Foto: APA/Günter R. Artinger

Hand aufs Hüftgold: Wer ist schon hundertprozentig ehrlich, wenn er in einen Fragebogen Gewicht, Größe und Taillenumfang eintragen soll? Das Gesundheitsministerium wollte jedenfalls auf Nummer sicher gehen. Mit dem Österreichischen Ernährungsbericht 2012 legt es erstmals - hierzulande und in ganz Europa - eine Datensammlung vor, die ausschließlich auf Untersuchungen beruht. Genau 1002 Personen wurden dafür gemessen, gewogen und getestet.

Das Ergebnis bezeichnet Gesundheitsminister Alois Stöger (SPÖ) als " besorgniserregend": 40 Prozent der Erwachsenen sind übergewichtig, sprich: haben einen Bodymassindex (BMI) von mehr als 25. Zwölf Prozent davon sind adipös, ihr BMI liegt sogar über 30. Im Vergleich zum letzten Ernährungsbericht sind diese Zahlen deutlich angestiegen, das könne aber durchaus mit der Erhebungsmethode zu tun haben, räumte Ibrahim Elmadfa vom Institut für Ernährungswissenschaften der Uni Wien ein. Er hat den Bericht im Auftrag des Gesundheitsministeriums herausgegeben.
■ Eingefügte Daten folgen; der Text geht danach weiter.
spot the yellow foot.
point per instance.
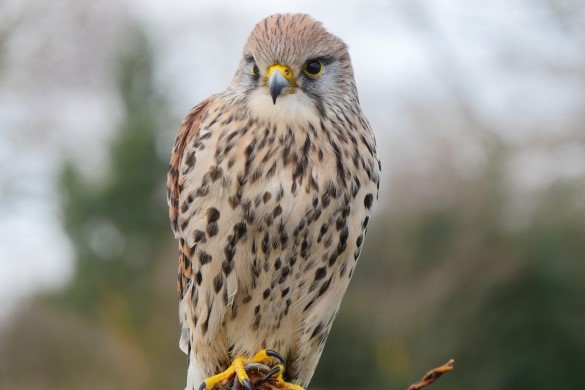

Das Problem ist dabei nicht unbedingt, dass die Österreicher zu viel essen - vielmehr bewegen sie sich zu wenig. Dem versucht das Ministerium auch mit der neuen Ernährungspyramide Rechnung zu tragen, die es seit einiger Zeit propagiert. Statt der Kohlenhydrate bilden ausreichend Flüssigkeit, Obst und Gemüse die Basis. Minister Stöger sagt, man habe die Pyramide auf einen "bewegungsarmen Alltag" abgestellt.

Zu wenig Kohlenhydrate

Dabei sind Kohlenhydrate längst nicht so böse, wie diverse Diät-Gurus nahelegen. Ingrid Kiefer von der Agentur für Gesundheit und Ernährungssicherheit (Ages) spricht von "Low-Carb-Panikmache". Gute Kohlenhydrate werden sogar zu wenig gegessen, sprich: Die Österreicher sollten zwar nicht mehr Semmerln, aber mehr Vollkornprodukte zu sich nehmen. Das würde auch die Ballaststoffzufuhr verbessern, die im österreichischen Durchschnitt klar unter den empfohlenen Werten liegt, was wiederum das Krankheitsrisiko steigen lässt.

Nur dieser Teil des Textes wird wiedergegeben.